You could use different ways to align data/metrics across other data products, e.g. to create summary tables with pre-calculated measures or use a metrics store/headless BI/semantic layer. And metrics store will be the focus of this article.
I’ve already done my first try with Cube dev in Part I at https://dev.to/eponkratova/getting-started-with-metrics-store-547i but I was eager to try a different platform to see another way to build up relations between datasets. After playing with Metriql, I decided to focus on MetricFlow, an open-source metric creation framework launched by Transform — later to be acquired by dbt Labs — in 2022.
Getting ready
- To be to compare ‘apples with apples’, I would use Redshift, a cloud-based data warehouse solution offered by AWS — read more on setting up Redshift at Getting started.
2. Create a role in your Redshift account. Note that a user should be able to create table(s) and query tables in your data warehouse.
create group transform;
create user yourUser password ‘yourPassword’ in group transform;
grant create on database dev to group transform;
grant select on all tables in schema information_schema to group transform;
grant select on all tables in schema pg_catalog to group transform;
grant select on all tables in schema public to group transform;
3. Redshift provides with a public ticket data set that you can use for this project.
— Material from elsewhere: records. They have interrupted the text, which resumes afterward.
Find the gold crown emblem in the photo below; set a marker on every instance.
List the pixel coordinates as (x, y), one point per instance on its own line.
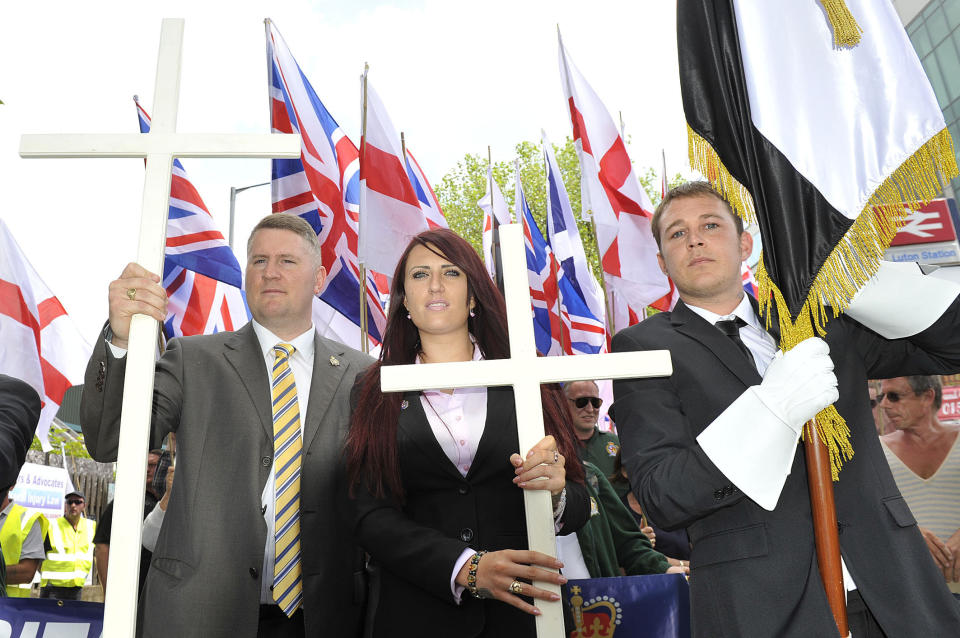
(597, 617)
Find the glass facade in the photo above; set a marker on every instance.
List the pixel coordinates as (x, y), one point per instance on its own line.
(935, 33)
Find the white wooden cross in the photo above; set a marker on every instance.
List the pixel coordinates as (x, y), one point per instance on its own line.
(525, 371)
(159, 147)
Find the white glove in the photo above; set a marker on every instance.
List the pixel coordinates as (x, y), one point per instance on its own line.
(799, 383)
(754, 440)
(901, 301)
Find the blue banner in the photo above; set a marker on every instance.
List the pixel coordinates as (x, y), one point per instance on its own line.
(42, 618)
(655, 606)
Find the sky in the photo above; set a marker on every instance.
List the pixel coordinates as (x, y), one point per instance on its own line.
(455, 76)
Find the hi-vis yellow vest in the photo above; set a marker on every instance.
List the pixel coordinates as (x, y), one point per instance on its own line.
(71, 555)
(15, 529)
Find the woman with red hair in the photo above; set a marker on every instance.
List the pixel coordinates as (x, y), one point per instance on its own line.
(435, 476)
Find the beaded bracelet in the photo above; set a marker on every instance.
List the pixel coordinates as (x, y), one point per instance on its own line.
(472, 574)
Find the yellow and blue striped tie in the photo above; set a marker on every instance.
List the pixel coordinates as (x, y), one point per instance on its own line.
(287, 447)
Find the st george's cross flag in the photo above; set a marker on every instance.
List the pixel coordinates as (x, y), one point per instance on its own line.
(818, 137)
(390, 213)
(39, 343)
(425, 195)
(610, 189)
(494, 206)
(200, 272)
(323, 187)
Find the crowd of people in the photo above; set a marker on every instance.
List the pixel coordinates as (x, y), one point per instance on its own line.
(309, 502)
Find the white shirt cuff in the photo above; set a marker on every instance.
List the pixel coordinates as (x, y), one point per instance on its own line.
(151, 528)
(752, 447)
(455, 589)
(116, 351)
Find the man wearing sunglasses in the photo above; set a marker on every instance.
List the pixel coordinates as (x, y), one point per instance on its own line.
(925, 460)
(599, 448)
(69, 551)
(714, 447)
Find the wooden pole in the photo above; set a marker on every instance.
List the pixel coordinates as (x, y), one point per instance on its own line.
(825, 524)
(364, 339)
(497, 257)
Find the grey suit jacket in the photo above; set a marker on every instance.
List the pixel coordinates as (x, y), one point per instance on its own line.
(214, 392)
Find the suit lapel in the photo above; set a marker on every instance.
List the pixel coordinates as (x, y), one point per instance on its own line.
(501, 411)
(413, 424)
(244, 354)
(696, 327)
(328, 371)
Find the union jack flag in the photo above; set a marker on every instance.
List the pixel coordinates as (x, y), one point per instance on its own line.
(581, 298)
(323, 187)
(200, 272)
(551, 333)
(425, 195)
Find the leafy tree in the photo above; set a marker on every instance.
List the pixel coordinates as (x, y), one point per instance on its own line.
(462, 187)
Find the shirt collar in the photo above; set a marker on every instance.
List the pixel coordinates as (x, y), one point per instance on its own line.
(744, 310)
(303, 343)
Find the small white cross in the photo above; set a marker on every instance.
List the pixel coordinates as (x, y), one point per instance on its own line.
(525, 371)
(159, 147)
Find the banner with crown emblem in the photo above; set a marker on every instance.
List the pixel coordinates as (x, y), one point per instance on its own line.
(654, 606)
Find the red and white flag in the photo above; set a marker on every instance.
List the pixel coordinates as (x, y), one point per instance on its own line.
(39, 343)
(621, 208)
(390, 214)
(493, 206)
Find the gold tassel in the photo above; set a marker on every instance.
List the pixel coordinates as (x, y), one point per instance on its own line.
(846, 31)
(706, 161)
(853, 261)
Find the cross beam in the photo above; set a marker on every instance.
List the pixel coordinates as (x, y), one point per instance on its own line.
(159, 147)
(525, 371)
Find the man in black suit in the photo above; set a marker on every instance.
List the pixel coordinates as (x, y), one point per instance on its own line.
(19, 414)
(713, 448)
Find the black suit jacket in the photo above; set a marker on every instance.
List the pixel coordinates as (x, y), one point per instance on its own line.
(214, 392)
(754, 572)
(415, 545)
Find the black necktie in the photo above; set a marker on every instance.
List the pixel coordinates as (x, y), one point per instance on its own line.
(731, 328)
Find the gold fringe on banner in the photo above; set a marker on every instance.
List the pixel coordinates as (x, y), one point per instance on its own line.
(853, 261)
(706, 161)
(846, 31)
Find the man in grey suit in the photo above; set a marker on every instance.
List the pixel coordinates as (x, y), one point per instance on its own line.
(213, 569)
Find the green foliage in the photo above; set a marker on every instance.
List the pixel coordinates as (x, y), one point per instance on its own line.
(462, 187)
(59, 439)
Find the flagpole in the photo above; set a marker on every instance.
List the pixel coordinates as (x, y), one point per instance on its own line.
(825, 532)
(364, 339)
(497, 263)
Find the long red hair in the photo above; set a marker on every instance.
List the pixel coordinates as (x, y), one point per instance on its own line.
(371, 447)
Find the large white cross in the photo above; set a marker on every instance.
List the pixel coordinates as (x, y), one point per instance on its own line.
(159, 147)
(525, 371)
As per https://docs.aws.amazon.com/redshift/latest/dg/c_sampledb.html, the data set contains two fact — sales and events — and five dimensions tables — date, category, users, listing, and venues. I already identified the metrics to be computed — revenue, number of tickets sold that could be extracted from the sales table — to be split by a username that could be extracted from the users table.
How to do it
The Transform’s website states, ‘At its core, it [MetricFlow] is a Python library that includes a metric spec, model parsing from YAML files, and APIs to create and execute metric logic.’ For this project, I’ve created a conda virtual environment personalproject
to keep all project library dependencies together.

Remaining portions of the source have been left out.